NOTE: Do not use wordpress.com or wix or weebly or tumblr or whatever other third-party services are out there. You have to set up your own domain, or use a domain you already have (see Step 2, above), and you have to install WordPress on it (this step).
6. Register Your Blog at the Main ds106 Web Site
Once your blog is available on the web (it should be almost immediate) register yourself and your new blog on the DS106 site. We will add your blog feed to the course site. You MUST do this in order for everyone to see the posts you’ll be writing for the class.
7. Watch. We will be working with a theme of artificial intelligence this semester, exploring questions like: How can we use AI applications to enhance human creativity in storytelling and making art on the web? Should we use AI at all? What is our role in preventing the apocalypse? Can we save the world from oblivion? In order to inspire our thinking around these questions, we’re asking you to watch an AI related film of your choice. There is a list here (https://en.wikipedia.org/wiki/List_of_artificial_intelligence_films), and also an overview of AI in fiction here (https://en.wikipedia.org/wiki/Artificial_intelligence_in_fiction). Some can be found through various online services, and some, like Bladerunner, may be available through the Simpson Library. Pick one of the films, watch it and write your thoughts, reactions and reflections in a blog post and tag it film review. Need to know how to add tags in WordPress? There’s a help page for that.
8. What do you want to get out of this course?
This course involves a high degree of self-evaluation, so you should think about your goals at the beginning in order to consider how well you have achieved them down the road. You will have opportunities to re-evaluate your goals along the way, because they may change as we journey through the course.
Many people take this course to fulfill a Gen Ed requirement. This is the official language for the ALPP outcome:
General Education Requirements Learning Outcomes
ARTS, LITERATURE, AND PERFORMANCE –PROCESS
Students will be able to speak about work critically, both process and product.
Students will be able to evaluate the work’s effectiveness in conveying the student’s message or intent and/or achieving the student’s goals.
Students will reflect or explain how they created a work of substance and value.
Students will identify the process to achieve the goals of the creative project,and how successful the process was.
Students will reflect on the value of the creative process.
That is what the University says you have to get out of this course. You will gain experience in producing digital media and discussing your creative processes, and through that discussion, meet these outcomes. You will learn about digital media by producing creative works. You have a great deal of freedom for creative expression in this course though, so I hope that you take advantage of that freedom to achieve something more.

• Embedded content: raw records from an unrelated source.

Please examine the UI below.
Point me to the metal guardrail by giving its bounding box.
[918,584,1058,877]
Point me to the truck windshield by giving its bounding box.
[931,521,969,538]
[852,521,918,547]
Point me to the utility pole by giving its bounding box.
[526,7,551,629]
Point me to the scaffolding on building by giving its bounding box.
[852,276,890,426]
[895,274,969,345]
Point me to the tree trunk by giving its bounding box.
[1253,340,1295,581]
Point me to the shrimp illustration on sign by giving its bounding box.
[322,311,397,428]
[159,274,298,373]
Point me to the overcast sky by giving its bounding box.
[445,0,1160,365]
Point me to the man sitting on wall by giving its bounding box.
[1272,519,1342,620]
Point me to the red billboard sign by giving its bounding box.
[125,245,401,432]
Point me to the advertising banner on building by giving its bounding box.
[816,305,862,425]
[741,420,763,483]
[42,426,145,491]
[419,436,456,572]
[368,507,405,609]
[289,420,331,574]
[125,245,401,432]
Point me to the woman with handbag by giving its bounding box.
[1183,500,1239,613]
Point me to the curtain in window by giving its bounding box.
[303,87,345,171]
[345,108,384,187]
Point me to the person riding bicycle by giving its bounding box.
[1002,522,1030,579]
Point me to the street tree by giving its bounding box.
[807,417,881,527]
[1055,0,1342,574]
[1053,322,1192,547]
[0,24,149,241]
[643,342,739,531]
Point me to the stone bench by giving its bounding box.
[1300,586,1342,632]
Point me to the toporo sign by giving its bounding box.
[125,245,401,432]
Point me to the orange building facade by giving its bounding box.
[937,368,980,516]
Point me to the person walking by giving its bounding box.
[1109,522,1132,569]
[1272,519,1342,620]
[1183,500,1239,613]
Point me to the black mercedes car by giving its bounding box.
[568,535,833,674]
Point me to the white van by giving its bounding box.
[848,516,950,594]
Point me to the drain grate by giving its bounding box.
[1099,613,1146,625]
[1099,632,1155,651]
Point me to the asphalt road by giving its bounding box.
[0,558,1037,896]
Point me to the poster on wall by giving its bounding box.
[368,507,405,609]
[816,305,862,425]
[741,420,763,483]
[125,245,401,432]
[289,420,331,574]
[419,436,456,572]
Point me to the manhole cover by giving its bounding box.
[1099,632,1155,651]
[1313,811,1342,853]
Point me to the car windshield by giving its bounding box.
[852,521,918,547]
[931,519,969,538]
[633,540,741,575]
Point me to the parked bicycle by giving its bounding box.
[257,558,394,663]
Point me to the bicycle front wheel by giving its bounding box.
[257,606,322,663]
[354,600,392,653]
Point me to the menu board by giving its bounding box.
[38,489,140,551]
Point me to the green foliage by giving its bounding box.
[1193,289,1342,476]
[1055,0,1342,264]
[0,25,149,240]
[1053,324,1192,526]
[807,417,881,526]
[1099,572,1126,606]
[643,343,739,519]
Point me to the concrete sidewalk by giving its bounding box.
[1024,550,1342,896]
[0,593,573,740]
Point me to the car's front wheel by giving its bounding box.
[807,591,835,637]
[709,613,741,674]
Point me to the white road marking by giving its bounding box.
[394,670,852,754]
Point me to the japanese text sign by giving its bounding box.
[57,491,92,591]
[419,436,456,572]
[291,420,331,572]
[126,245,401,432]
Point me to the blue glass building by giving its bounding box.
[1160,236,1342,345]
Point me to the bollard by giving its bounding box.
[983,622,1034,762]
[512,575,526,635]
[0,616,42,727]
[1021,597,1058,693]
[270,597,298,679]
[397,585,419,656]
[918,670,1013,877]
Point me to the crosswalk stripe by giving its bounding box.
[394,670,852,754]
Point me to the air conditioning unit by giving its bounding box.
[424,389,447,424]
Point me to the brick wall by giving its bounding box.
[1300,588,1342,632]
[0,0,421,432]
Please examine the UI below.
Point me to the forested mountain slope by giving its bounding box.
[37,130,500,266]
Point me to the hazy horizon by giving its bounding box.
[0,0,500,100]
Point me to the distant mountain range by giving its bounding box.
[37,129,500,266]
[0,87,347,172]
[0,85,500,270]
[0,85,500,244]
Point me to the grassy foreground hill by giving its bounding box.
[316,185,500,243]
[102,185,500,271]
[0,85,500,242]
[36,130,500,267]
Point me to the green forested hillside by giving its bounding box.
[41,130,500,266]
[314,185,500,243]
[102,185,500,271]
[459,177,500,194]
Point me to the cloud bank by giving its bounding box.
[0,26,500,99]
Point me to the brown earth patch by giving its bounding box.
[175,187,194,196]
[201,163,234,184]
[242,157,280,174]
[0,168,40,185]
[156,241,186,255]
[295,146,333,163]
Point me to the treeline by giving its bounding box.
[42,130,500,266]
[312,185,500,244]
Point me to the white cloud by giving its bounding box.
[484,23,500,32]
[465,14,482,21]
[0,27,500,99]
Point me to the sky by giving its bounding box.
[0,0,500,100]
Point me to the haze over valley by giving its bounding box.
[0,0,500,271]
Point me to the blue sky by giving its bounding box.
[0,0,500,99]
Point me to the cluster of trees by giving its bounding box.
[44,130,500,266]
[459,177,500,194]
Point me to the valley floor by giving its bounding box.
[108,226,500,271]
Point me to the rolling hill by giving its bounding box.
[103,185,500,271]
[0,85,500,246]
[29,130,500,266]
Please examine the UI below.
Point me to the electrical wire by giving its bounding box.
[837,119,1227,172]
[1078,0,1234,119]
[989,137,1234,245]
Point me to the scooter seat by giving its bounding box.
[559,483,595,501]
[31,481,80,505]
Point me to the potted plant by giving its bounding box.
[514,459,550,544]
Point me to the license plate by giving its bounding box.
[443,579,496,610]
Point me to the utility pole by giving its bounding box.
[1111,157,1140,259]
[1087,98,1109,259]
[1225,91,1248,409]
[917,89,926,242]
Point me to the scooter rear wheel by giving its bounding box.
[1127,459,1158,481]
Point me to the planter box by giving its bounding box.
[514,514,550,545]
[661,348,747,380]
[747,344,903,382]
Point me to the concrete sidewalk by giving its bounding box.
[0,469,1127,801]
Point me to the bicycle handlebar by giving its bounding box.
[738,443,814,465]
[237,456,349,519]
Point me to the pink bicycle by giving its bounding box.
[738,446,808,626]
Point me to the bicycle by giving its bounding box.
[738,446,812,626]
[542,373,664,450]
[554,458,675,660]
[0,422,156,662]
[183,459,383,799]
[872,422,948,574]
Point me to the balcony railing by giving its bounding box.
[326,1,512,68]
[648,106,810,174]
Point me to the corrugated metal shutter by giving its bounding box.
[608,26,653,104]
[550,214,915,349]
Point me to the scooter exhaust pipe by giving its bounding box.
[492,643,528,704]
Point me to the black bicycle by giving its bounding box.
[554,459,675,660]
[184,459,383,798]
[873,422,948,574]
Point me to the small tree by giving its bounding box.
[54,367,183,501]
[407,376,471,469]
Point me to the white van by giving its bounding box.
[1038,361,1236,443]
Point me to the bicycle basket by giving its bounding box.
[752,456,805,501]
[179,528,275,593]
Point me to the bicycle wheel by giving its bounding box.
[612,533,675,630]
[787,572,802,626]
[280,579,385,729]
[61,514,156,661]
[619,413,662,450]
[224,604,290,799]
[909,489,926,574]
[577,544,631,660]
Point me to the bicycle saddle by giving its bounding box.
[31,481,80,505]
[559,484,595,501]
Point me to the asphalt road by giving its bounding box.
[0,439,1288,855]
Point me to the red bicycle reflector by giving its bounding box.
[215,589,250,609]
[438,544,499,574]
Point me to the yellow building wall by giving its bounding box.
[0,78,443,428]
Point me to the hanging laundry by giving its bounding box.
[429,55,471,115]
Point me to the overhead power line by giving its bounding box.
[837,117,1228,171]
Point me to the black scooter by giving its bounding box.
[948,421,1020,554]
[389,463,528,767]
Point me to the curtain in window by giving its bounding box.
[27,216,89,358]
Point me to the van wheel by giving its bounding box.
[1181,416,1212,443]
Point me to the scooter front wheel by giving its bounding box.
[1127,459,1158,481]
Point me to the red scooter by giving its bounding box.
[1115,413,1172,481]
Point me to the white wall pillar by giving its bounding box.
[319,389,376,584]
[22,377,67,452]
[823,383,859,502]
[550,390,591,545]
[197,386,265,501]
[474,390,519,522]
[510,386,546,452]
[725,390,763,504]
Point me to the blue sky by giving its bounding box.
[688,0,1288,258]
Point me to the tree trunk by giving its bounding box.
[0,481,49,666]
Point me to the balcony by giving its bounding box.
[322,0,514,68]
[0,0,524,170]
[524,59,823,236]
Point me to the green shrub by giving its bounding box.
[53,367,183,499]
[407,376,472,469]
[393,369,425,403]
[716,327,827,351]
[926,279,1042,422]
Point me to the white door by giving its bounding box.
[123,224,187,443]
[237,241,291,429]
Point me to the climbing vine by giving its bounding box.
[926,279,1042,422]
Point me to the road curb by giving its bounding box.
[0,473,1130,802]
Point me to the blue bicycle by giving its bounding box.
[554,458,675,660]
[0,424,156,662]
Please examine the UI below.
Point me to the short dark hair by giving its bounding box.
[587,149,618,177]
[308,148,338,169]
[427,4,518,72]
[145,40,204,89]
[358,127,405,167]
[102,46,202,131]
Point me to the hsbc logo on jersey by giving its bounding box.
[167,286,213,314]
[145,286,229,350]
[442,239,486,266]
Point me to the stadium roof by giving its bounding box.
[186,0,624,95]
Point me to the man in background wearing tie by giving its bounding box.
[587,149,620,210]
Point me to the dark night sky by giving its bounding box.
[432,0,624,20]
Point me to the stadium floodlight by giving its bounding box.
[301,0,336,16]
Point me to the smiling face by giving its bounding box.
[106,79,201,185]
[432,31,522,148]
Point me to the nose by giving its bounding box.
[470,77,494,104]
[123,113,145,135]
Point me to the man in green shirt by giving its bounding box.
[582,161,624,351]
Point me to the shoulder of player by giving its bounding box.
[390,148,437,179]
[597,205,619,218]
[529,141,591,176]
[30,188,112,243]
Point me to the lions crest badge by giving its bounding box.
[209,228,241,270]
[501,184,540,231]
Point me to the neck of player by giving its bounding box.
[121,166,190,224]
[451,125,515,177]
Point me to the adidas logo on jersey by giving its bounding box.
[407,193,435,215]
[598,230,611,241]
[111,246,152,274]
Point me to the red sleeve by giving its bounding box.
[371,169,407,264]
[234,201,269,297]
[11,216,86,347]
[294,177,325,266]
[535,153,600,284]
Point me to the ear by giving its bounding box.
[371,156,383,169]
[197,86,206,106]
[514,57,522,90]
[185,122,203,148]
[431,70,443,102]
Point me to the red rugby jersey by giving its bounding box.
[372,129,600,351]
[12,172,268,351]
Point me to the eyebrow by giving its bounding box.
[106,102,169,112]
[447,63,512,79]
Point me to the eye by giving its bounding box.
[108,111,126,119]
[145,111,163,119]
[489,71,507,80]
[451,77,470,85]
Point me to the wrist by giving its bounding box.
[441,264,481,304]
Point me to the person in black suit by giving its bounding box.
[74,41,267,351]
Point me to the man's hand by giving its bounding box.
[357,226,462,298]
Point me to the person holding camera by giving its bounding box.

Write a brief blog post on what you think you would like to accomplish with this course. Tag this post ds106goals
9. Write your Weekly Summary
You’ll be completing these summary posts on your blog every week. This week, write a post that shares your reflections on the first week. Tag this post WeeklySummary. Submit the URL for this post to Canvas by Friday at midnight. These posts are REALLY important. We use them to grade you every week, so you need to link to other posts you’ve written, embed media you’ve created, and narrate the process of learning that you went through this week. What did you learn? What was harder than you thought it would be? What was easier? What drove you crazy? Why? What did you really enjoy? Why? NO EXCEPTIONS. NO LATE WORK ACCEPTED.